When the model generates a new token, it computes attention scores by comparing the new token's Query vector against the Key vectors of all previous tokens. Those scores determine how much attention the model pays to each earlier token. Then it uses those attention scores to weight the Value vectors and produce the output.

The result is that every token has access to the full context of everything that came before it. That is what makes transformers so good at language tasks.

The Problem With Autoregressive Generation

LLMs generate text one token at a time. Token 1 is generated, then token 2, then token 3, and so on. This is called autoregressive generation.

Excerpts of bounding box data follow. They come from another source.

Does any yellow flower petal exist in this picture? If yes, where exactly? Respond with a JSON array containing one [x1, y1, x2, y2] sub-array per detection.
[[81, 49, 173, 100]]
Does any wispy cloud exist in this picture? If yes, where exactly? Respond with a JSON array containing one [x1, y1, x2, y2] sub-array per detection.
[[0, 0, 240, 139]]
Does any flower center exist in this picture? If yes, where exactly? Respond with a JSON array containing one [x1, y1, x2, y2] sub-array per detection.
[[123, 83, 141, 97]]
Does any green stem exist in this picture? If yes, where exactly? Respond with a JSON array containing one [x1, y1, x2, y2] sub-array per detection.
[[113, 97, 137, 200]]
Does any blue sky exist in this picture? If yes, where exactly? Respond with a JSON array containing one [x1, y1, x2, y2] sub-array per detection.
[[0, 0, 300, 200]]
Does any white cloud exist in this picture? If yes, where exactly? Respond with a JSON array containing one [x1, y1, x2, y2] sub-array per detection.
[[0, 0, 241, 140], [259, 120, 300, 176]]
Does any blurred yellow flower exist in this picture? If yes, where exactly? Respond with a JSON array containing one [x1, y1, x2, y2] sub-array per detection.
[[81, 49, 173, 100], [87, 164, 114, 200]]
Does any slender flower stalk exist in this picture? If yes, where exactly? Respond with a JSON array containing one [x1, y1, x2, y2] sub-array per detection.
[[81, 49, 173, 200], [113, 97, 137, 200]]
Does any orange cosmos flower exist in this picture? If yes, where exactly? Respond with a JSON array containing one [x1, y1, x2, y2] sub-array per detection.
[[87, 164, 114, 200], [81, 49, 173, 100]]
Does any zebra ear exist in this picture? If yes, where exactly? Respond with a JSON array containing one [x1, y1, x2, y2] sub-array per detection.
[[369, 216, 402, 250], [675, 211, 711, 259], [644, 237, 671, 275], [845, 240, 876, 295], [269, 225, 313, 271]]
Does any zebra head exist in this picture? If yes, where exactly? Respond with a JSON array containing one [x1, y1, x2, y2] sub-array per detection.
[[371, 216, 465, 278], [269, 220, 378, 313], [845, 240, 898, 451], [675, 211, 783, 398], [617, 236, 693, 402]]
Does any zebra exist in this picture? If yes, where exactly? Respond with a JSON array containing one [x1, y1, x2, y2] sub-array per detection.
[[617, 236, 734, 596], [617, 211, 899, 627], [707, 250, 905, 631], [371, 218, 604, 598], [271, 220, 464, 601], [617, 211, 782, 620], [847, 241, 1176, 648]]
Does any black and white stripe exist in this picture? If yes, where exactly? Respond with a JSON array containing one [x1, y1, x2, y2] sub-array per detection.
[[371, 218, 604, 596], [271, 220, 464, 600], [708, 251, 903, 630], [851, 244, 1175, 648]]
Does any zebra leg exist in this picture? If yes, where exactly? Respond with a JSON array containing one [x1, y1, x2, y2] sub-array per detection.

Without any optimization, generating each new token would require recomputing the Q, K, and V vectors for every single token that came before it. If you are generating token 100, you would need to recompute everything from tokens 1 through 99 just to produce that single new token. Then again for token 101. And again for token 102.

You can see why this gets expensive fast.

How KV Caching Solves This

KV caching is straightforward in concept. When the model computes the K and V vectors for a token during a forward pass, it saves them in GPU memory rather than discarding them. The next time the model needs to generate a new token, it loads the stored K and V pairs from memory instead of recomputing them. Only the brand new token at the end of the sequence needs fresh computation.

Here is a simple way to think about it:

Without KV caching (generating token 100): Recompute K, V for tokens 1 through 99, then compute token 100.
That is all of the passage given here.